I thought this might be a nice antidote.

Please, educate me.

karlhenning

Cor, no response, eh?

Somehow, the first PDQ Bach album I ever bought on vinyl, is still my favorite . . . with Hansel & Gretel & Ted & Alice, the O.K. Chorale from the "Toot" Suite & the The Art of the Ground Round.  Album was called The Intimate PDQ Bach, and the cover is a parody of the famous RenĂ© Prinet canvas, Kreutzer Sonata.

karlhenning

There was the sort-of-obligatory band piece which we played once, but since I had already gotten past the initial what fun this Bach imposture can be phase, I didn't find the band work engaging enough on its own (somehow).

Joe Barron

I saw Schickele perform PDQ Bach in Philadelphia way back in 1974, and it stays in my memory as one of the funniest afternoons I've spent in a theater. Schickele's humor comes from many directions at once: there's the parody of various musical styles, the odd instruments, multi-lingual wordkplay (Wachet Arf, Peruckenstuck, The Toot Suite), and, best of all, to my mind, the satire of business of music scholarship. If you haven't read The Intimate Biography of PDQ Bach, I'd recommend grabbing it used somewhere. The text begins with the word "It," which is, of course, footnoted.

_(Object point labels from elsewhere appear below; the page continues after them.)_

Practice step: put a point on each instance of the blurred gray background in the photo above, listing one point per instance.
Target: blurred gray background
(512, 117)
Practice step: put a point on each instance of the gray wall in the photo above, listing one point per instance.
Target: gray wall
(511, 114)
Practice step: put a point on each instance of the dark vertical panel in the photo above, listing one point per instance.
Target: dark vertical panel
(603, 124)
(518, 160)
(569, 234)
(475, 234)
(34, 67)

I agree with Karl: my favorite recording is the intmate PDQ Bach, though the Wurst of PDQ, a sort of greatest hits, also has a few classics,  such as Iphigenia in Brooklyn.

Unfortunately, the joke wore rather thin after a while. PDQ's best stuff is still the earliest, and I never found the purely instrumental stuff as funny as the vocal pieces. Words 9and visauals) are the proper medium for humor, I think. It's hard to get laughs an abstract medium like music. The repertiore of funny sounds and wrong notes is limited, although the right music can make merely clever lyrics seem hilarious. Tom Lehrer's songs are much funnier than the lyrics alone.

bhodges

Quote from: Joe Barron on June 01, 2009, 10:01:20 AM
I saw Schickele perform PDQ Bach in Philadelphia way back in 1974, and it stays in my memory as one of the funniest afternoons I've spent in a theater. Schickele's humor comes from many directions at once: there's the parody of various musical styles, the odd instruments, multi-lingual wordkplay (Wachet Arf, Peruckenstuck, The Toot Suite), and, best of all, to my mind, the satire of business of music scholarship.

You tagged what makes Shickele so successful: his ability to find so many different kinds of humor.  I think I saw him around that same period, Joe, and also recall it as a very sophisticated show, played to an audience of mostly college students majoring in music.

Just last December I reviewed his latest CD (here), a live recording taped in Owings Mills, MD.  While I agree that perhaps his earlier projects are the funniest, this one has plenty of laughs, and it felt good to see him still at work.